Ehly the playwright also benefits mightily from the play being staged by Ehly the director. She obviously has a dead-on feel for pacing the play properly, for physical movement, for the quirky humor she intended and knows the value of ending scenes with an instantaneous blackout as punctuation.
The show’s virtues include an eight-member cast whose enthusiasm is contagious. Forgey, the leading lady at several Slow Burn Theatre Company musicals, is an appealing protagonist, narrating her life to us with a benevolent grin at the foolishness of her own actions and those around her.

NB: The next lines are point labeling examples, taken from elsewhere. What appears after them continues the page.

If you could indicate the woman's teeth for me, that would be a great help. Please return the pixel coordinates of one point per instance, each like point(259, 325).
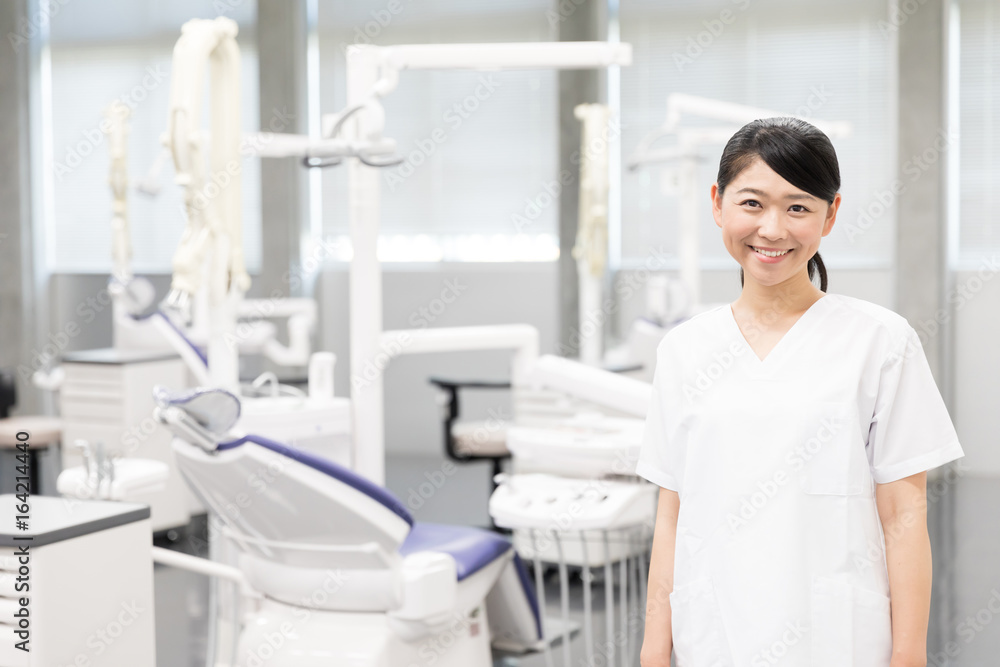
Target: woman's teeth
point(770, 253)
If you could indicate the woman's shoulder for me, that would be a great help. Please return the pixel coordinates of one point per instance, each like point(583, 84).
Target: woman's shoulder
point(866, 313)
point(697, 328)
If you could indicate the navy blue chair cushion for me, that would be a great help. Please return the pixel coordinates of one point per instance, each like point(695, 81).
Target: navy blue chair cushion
point(332, 469)
point(472, 548)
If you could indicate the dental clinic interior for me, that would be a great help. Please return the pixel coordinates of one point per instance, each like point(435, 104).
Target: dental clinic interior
point(330, 329)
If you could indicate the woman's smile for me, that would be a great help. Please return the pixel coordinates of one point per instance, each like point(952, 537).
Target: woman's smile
point(769, 255)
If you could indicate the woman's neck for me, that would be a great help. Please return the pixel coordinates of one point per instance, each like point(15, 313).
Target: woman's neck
point(793, 296)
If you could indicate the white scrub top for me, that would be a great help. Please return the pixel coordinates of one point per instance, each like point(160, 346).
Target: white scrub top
point(780, 558)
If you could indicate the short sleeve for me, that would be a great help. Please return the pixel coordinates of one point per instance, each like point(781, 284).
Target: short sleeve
point(911, 431)
point(659, 459)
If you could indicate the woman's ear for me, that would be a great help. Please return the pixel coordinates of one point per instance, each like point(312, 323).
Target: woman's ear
point(716, 204)
point(831, 215)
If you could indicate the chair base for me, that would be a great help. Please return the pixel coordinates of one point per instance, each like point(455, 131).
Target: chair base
point(282, 635)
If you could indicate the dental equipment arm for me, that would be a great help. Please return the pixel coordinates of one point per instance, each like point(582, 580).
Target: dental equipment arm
point(732, 115)
point(118, 131)
point(591, 248)
point(211, 201)
point(599, 386)
point(373, 70)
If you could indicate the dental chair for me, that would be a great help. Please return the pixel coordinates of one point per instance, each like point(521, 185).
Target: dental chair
point(338, 571)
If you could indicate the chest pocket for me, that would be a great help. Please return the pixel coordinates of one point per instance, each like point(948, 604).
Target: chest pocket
point(832, 452)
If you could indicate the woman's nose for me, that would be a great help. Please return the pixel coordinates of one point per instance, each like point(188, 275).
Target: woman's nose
point(771, 225)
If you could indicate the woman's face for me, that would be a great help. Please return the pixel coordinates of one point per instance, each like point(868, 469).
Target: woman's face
point(769, 226)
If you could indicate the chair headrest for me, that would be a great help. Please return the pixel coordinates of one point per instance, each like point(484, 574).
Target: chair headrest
point(205, 415)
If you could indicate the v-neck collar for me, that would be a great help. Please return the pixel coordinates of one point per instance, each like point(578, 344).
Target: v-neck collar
point(781, 344)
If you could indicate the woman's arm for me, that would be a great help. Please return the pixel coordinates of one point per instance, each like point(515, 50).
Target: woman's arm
point(657, 642)
point(902, 507)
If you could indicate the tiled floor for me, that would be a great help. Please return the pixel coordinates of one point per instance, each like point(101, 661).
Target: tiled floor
point(965, 534)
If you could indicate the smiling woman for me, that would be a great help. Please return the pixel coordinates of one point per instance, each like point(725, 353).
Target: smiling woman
point(786, 171)
point(782, 472)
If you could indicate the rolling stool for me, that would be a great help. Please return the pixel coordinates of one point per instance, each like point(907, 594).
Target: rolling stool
point(42, 432)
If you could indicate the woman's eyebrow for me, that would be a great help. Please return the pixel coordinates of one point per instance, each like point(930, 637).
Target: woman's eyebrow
point(761, 193)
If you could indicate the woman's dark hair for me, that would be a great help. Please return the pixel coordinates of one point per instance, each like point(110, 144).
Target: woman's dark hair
point(797, 151)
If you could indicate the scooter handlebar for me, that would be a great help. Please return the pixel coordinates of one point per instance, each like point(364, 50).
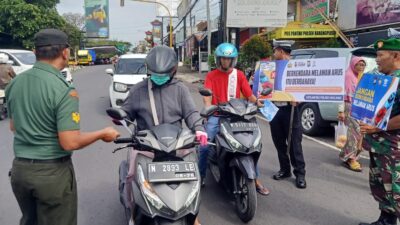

The other actors play multiple roles, relishing the absurd stretches in characterizations that they slip on and off, such as Nori Tecosky and Jessica Welch portraying lovers, friends and bed partners. Noah Levine and Clay Cartland, in particular, deliver a rogue’s gallery of wacky and whacked out friends and relatives. But the true chameleon of the group is the old hand Miki Edelman who skillfully delineates five distinct women ranging from a nasty embittered aunt to a nurturing grandmother. It’s not just that the characters are all separate entities, but every one is believable even when they’re meant to border on being cartoonish.
At the risk of sounding paternalistic, another pleasure is the production’s complete comfort with the heroine’s sexuality. It’s not a matter of angst other than the comic adolescent confusion and the telling-the-family crises. Ashley and her friends have no self-consciousness at physically expressing their desires and affection. It puts sexuality in its proper perspective as an element of Ashley’s life but not the central drama. That feels liberating for the audience regardless of their sexuality.
The production still needs work. Several key plot points aren’t immediately clear although there has been no attempt to be ambiguous...  Further, the play comes to an end like Wiley E. Coyote running into a brick wall. Thematically, the idea in the finale makes sense, but the audience is shaking its head at the 30-second scene, wondering, “Is that it? Is it over?” We need a little more substance to our closure.

But Baby GirL is worth making an effort to see.
Michelle F. Solomon wrote for miamiartzine:
Perhaps it’s an assumption to say that when a playwright writes a semi-autobiographical piece, its characters have a little more heart and soul. There’s just something that resonates and hits a bit closer to the bone... Kim Ehly’s play is so successful in reaching in and grabbing so many emotions that in the span of under two hours you’ve empathized, sympathized, shed a tear or two, laughed more than a little, and discovered that somehow you, too, have become part of the family she’s created.
Ehly, who is a well-known actress on the local scene, understands how to create rich characters, and as a director, also shows that she knows how to work with her actors to give the characters the depth necessary to make this play work well. And work well it does.

Forgey, who was so good as Little Red in Slow Burn Theatre’s recent Into the Woods, commands the stage as Ashley, revealing so much vulnerability as the character that you can’t help but like her. Sally Bondi, playing the dual roles of adoptive mother and birth mother, has to play opposite ends of the spectrum and does so with skill. Clay Cartland, Jessica Welch, Nori Tecosky, Miki Edelman and Noah Levine also have their hands full playing 25 characters between them, but each inhabits their roles so that all are fully portrayed. David R. Gordon plays the affable father and the birth mother’s new husband, with an easy charm.

While there are a couple of tweaks needed... these are minor flaws. Ehly shares pieces of her life in Baby GirL and what she ends up delivering is a very original play that’s cause for celebration.
Kutumba Theatre Project presents Baby GirL at Empire Stage through August 5, 2012.